Chief financial officer Clae Hack gave a report to council, noting that snow removal as a result of the emergency response plan could cost the city as much as $20 million.
Hack noted that the two sources that would normally be pulled from to cover those kinds of costs, the snow and ice stabilization reserve and the city’s fiscal stabilization reserve, were already expected to be depleted before the snow event began.
The report then posed four options to council:
- A cash option that would pull funding from capital and other operating reserves to cover the deficit.
- A loan option that would see the city borrow money, with repayment resulting in reduced transfers to reserves over several years.
- A borrowing option that would see repayments come from a reduction to the 2024-25 major capital plan.
- A gradual increase to property taxes to cover the repayment of borrowed money and create a future reserve.
Administration recommended the final option, noting that a 0.75 per cent increase each year for four years could create an $8.4-million reserve by 2029 that could be used for service level improvements.

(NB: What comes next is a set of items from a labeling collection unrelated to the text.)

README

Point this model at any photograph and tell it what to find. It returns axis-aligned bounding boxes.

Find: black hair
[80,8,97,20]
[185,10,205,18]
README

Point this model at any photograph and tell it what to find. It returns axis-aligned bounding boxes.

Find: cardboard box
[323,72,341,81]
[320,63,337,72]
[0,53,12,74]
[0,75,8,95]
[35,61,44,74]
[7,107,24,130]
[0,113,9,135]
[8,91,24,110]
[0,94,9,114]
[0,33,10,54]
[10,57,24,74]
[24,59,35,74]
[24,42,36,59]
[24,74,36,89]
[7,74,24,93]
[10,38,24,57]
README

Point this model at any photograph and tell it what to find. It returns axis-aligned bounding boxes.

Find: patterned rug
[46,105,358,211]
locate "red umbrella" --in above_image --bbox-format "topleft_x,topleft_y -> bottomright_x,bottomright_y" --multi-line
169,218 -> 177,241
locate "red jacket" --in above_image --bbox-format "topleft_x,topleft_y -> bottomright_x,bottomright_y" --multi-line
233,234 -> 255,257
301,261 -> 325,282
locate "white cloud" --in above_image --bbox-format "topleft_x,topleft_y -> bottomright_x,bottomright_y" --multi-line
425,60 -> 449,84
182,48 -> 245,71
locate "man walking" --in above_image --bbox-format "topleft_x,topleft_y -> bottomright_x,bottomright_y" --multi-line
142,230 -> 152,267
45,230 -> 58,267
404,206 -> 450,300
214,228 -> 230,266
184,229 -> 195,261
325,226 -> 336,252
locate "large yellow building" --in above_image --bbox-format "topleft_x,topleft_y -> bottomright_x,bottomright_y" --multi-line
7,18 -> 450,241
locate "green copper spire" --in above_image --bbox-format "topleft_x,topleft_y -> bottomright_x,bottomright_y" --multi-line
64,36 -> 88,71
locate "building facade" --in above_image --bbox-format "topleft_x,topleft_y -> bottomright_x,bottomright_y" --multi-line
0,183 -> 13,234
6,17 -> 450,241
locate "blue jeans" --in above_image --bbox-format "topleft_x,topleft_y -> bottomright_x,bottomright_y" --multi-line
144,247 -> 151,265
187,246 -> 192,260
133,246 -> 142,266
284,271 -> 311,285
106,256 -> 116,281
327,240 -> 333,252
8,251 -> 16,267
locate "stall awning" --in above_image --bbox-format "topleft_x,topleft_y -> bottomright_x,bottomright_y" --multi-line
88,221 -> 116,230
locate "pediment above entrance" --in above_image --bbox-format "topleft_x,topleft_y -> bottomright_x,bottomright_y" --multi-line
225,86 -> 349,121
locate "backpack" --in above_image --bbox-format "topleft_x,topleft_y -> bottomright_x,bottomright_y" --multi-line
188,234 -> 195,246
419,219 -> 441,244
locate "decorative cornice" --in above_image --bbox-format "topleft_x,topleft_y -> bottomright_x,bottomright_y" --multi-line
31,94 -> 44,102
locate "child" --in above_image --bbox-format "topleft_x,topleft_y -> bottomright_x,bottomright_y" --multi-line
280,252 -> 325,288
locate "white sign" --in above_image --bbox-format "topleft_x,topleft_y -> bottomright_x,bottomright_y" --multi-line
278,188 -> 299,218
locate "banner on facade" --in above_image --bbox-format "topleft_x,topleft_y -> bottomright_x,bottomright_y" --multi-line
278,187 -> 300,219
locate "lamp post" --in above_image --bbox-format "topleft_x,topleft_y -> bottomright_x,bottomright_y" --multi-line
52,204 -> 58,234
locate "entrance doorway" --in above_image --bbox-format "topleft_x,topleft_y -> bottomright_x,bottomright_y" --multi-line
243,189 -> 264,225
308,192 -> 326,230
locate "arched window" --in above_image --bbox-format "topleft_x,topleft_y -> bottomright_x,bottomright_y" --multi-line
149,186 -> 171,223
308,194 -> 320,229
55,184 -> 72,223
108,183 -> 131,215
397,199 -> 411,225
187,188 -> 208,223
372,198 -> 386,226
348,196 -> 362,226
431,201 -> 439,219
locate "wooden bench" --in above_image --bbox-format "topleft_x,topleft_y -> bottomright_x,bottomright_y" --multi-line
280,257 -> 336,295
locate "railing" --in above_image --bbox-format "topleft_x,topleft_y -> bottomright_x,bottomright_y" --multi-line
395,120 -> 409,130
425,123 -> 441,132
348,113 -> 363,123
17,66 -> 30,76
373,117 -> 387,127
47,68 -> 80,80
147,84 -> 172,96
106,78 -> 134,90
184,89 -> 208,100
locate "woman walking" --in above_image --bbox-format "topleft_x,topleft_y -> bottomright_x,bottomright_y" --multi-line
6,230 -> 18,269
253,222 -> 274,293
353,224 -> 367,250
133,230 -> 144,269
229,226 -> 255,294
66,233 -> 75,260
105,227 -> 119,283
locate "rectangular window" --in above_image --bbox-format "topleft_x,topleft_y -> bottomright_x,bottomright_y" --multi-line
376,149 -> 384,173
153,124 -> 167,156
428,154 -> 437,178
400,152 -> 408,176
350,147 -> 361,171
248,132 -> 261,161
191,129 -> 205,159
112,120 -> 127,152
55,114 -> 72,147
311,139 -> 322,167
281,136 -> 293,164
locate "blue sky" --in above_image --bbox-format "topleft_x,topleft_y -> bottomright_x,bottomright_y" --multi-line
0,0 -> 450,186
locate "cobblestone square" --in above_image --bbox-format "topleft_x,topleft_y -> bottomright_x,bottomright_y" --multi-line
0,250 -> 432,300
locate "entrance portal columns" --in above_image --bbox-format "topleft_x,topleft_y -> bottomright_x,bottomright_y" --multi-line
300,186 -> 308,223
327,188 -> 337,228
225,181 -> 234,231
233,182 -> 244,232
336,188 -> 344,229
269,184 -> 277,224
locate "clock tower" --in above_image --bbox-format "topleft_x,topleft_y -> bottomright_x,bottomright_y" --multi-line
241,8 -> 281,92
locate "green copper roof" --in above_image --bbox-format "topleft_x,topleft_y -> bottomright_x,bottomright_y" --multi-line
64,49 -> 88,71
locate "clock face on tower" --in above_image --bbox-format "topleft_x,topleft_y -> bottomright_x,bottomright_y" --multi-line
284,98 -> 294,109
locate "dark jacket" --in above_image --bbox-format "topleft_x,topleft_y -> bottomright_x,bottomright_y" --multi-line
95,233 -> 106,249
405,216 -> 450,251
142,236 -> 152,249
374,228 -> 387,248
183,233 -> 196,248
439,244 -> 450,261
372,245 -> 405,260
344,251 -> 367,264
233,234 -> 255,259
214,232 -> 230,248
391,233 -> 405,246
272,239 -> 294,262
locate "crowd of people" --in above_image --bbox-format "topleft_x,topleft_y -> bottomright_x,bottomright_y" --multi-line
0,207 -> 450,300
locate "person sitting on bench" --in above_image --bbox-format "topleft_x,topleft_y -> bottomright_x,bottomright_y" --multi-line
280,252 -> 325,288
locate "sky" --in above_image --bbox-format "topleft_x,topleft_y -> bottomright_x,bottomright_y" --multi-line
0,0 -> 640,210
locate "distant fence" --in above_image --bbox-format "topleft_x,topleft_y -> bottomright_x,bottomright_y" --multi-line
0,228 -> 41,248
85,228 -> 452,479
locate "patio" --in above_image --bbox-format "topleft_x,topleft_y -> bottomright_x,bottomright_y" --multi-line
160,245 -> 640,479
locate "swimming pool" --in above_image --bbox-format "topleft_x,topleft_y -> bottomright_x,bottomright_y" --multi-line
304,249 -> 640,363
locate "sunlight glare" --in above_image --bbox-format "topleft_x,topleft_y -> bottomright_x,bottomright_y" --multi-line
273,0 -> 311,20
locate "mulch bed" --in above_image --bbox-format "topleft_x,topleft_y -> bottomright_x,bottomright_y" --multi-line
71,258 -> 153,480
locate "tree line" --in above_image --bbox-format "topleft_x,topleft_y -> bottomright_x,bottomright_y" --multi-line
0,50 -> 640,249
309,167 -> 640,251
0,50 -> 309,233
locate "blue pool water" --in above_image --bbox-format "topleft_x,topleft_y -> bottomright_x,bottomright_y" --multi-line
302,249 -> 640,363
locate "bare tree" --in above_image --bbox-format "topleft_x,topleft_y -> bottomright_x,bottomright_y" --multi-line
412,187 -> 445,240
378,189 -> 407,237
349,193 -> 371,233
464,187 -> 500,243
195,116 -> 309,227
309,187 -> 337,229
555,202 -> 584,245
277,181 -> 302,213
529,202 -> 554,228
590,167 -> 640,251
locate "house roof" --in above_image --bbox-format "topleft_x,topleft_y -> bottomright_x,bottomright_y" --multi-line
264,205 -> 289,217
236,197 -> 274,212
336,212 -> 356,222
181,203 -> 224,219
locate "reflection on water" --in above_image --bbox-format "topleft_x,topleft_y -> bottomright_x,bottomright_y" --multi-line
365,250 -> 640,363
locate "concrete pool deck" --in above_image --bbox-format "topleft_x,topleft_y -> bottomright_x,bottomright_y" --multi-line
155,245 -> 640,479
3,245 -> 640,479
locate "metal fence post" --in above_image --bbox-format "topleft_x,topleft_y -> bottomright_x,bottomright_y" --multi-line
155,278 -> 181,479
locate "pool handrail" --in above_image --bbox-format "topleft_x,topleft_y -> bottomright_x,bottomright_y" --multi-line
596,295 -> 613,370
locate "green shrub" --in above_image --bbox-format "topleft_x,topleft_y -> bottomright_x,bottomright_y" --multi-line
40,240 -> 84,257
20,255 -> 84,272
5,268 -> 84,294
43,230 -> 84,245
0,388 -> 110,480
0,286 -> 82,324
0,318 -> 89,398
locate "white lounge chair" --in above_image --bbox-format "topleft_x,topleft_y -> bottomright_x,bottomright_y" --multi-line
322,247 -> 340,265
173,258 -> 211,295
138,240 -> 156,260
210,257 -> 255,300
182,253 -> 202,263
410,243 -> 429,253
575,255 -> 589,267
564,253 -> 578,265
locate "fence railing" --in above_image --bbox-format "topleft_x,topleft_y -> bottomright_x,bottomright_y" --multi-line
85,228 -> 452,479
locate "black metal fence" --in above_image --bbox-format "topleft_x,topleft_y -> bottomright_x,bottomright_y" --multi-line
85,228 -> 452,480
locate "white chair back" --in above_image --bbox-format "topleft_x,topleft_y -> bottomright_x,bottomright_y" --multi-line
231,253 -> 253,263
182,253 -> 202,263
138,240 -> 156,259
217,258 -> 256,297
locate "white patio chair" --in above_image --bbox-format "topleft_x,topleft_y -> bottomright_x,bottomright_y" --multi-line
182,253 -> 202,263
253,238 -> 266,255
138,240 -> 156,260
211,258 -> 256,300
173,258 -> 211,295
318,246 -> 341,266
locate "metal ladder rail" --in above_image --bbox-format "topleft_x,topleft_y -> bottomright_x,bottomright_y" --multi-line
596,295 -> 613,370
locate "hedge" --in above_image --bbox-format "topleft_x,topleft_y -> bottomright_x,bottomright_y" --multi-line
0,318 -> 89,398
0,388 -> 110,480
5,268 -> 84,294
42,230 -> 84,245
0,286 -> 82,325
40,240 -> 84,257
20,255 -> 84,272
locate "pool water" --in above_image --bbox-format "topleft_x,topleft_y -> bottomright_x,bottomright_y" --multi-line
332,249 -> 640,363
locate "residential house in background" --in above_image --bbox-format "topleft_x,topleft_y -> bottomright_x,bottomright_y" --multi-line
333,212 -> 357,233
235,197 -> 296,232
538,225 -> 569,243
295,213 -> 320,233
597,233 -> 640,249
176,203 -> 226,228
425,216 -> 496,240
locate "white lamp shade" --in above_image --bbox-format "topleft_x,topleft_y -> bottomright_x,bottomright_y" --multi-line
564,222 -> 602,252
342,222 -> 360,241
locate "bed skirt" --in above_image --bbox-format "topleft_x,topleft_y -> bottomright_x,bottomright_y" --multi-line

“We forecasted for an average snowfall experience, which I think is six to seven snowfall events greater than five centimetres, obviously we experienced much greater than that, so we need to come up with a strategy to fund that,” Hack said.
Coun. Darren Hill wondered what happened to the dedicated 0.55 per cent snow allotment that was added to the mill rate in 2016, noting that the gradual increase wasn’t continued.
Administration didn’t have the exact details of how that money was used or why the gradual increase wasn’t continued, just that it was being used to improve service levels.
Coun. David Kirton asked how much a 0.75 per cent increase in the mill rate each year would affect a household in Saskatoon, with administration saying it would cost the average household about $14.95 per year.
After questioning from Coun. Zach Jeffries, it was noted the full impacts of the third option to the capital plan wouldn’t be fully realized until the capital plan was complete.
Coun. Randy Donauer asked what the current budget for snow and ice removal in Saskatoon was, which administration said was in the $14-million range.
It was also noted that typically any extra money left over from that reserve gets saved and goes back into snow and ice removal the next year, but Hack noted that they’ve faced a few deficits over the past couple of years.
Jeffries said he was interested in the third option, noting that councillors should be thinking about the mill-rate number and the impacts of inflation.
“That’s something I think that we should be thinking about here as well, in terms of maybe we don’t ask for more dollars from folks, and from households and from businesses,” Jeffries said.
He added that the city needs to reorganize what it is doing.
Hill said if the tax levy went through, a yearly report would be needed to make sure we knew where every penny was spent.
“We have to make sure that our business lines are properly funded moving forward, and not going back to the citizens over and over again,” Hill said.
Kirton noted that the city needs to stop ignoring the fact that these snow events happen in Saskatoon.
After a long debate, the city came to the decision to merge two of the options, cutting back capital spending until 2035, as well as implementing a 0.75 per cent property tax levy.
Administration will report at a future date on the exact details of the plan.